Thursday, November 12, 2009

Can You Argue From Ignorance?

There is a standard reasoning error called "argument from ignorance" which is asserting that a lack of proof for something is proof of its falsity. For example, before I was about to teach this fallacy for the first time I came into the room to find the students engaged in an argument about the existence of God. The last thing said was "You can't disprove God's existence, so He must exist." This student turned beet red in the middle of class.

We ought to believe that for which we have good evidence, and that we do not now have evidence does not mean that such evidence doesn't actually exist, just that we don't yet know it. The proper stance of the ignorant is suspended belief, not to believe one way or the other.

The way one usually commits this error is by shifting the burden of proof. When you make a claim, it is now your responsibility to provide good reason for me to believe it, it is not my job to provide reasons why it is not true. Arguing from ignorance often occurs when you shift this burden of proof to me, where it does not belong. You made the claim, you support it.

But we do infer from ignorance all the time and sometimes it does seem proper. When someone pleads the fifth, for example, we generally take this as good reason to believe he is guilty. From a lack of evidence given to clear his name, we assert that we have a reasonable belief that he, in fact, did it. The lack of evidence of his innocence is what we base our assertion of guilt upon. But isn't this a good inference?

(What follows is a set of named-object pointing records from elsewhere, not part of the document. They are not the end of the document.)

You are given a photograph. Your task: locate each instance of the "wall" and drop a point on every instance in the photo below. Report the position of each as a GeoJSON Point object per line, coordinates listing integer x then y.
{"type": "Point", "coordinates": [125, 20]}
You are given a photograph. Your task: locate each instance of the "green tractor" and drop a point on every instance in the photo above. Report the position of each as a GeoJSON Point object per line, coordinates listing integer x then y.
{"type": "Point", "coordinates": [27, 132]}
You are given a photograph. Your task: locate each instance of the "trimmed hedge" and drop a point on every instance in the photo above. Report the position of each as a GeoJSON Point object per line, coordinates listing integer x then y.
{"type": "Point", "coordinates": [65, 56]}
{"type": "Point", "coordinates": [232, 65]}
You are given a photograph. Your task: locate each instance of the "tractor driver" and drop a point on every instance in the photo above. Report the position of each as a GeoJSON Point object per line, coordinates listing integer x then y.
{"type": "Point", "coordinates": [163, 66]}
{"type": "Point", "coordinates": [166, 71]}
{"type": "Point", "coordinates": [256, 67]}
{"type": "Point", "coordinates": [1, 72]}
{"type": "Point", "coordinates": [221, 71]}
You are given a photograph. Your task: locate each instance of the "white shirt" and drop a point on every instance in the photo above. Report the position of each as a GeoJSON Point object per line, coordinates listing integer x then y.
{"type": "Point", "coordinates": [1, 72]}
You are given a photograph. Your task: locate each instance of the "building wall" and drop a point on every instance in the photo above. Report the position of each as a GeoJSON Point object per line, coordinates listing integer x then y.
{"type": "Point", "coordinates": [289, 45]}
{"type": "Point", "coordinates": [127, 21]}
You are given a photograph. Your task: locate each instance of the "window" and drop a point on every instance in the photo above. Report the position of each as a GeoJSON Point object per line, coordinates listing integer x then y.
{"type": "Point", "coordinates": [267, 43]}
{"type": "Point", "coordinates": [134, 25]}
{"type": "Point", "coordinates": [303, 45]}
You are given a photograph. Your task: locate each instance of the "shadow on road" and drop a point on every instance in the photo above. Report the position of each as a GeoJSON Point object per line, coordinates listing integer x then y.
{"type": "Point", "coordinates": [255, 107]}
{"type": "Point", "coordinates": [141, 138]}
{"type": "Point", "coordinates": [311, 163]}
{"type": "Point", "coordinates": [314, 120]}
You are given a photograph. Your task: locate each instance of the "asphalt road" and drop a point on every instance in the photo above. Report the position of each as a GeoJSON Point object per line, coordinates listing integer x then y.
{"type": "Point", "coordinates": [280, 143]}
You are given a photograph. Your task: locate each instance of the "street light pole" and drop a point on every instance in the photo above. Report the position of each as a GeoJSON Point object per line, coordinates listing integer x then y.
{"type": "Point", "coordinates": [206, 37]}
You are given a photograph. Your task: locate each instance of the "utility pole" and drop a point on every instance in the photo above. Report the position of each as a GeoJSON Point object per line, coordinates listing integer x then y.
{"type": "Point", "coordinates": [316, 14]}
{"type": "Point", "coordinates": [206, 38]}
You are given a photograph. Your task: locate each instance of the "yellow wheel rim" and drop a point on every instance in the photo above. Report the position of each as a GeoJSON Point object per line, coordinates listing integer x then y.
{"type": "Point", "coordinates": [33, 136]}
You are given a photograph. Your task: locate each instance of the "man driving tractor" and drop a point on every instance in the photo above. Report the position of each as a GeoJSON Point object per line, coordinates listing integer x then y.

In this case, it is a shifting of the burden of proof, but in the context don't we have reason to suspect that this is a burden that he would gladly take up. We have reason to think that given the consequences of belief in his guilt, that he would do everything that would help him convince the jury of his innocence and not taking the burden -- even if if isn't required of him -- is odd and that oddity is best interpreted as likely guilt. He didn't explicitly tell us he was innocent because he probably isn't. He didn't explain away the charge because he can't.

Is this legitimate reasoning? If so, when is an argument from ignorance acceptable and when is it fallacious?